Cuban Boxing Federation
- Abbreviation: CBF
- Formation: 1921; 105 years ago
- Purpose: Boxing sanctioning organization
- Headquarters: Havana, Cuba
- Region served: Cuba
- Founder: Rosendo Collazo
- President: Alberto Puig de la Barca

= Cuban Boxing Federation =

The Cuban Boxing Federation (FCB) was established in 1921 in Havana, Cuba.

The creation of the National Boxing Commission of Cuba was headed by former Cuban senator and colonel Rosendo Collazo. Collazo was the commission's first president and chairman. Alberto Puig de la Barca is the current Cuban Boxing Federation president.

==Early history==
The Cuban government formed a national commission to monitor boxing and regulate the sport in 1921, following a prior prohibition due to growing violence in the country.

In 1962, following the Cuban Revolution of the 1950s, the new leader Fidel Castro banned professional boxing. Cuban fighters were limited to the amateur boxing system, which allowed them to compete in the Olympics but excluded them from the lucrative professional fight circuit. In 2007, the International Amateur Boxing Association came under fire from the Cuban Boxing Federation, which claimed that professional boxing promoters who attend amateur boxing competitions are enticing fighters to defect.

The International Boxing Association (AIBA) and the Cuban Boxing Federation (FCB) signed a memorandum in 2015 stipulating that all FCB boxers will only participate in AIBA-approved contests, such as the World Series of Boxing (WSB) and AIBA Pro Boxing (APB).

In 1968, the federation began holding the Giraldo Cordova Cardin International Boxing Tournament in Havana, Cuba.

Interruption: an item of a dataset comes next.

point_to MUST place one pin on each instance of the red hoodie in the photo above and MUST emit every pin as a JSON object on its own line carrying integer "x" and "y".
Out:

The Cuban Boxing Federation employed three doctors, a masseuse, and a sports psychologist year-round by 1987. During the early 2000s, the Cuban Boxing Federation appointed renowned Cuban fighter Teofilo Stevenson as its vice president.

===2022-present===
Cuba ended its long-standing ban on professional boxing in April 2022, allowing fighters from that country to compete in professional bouts for the first time since the 1962 ban. The Cuban Boxing Federation signed a contract with Mexico's Golden Ring Promotions company, for the representation of Cuba in its entry into professional boxing. As per the agreement, the boxers would receive 80% of the revenue, with the remaining 20% being divided among the federation, trainers, and medics.

Ahead of the 2024 Summer Olympics, the Cuban Boxing Federation declared in December 2022 that it would be lifting its prohibition on women's boxing and forming a national women's team.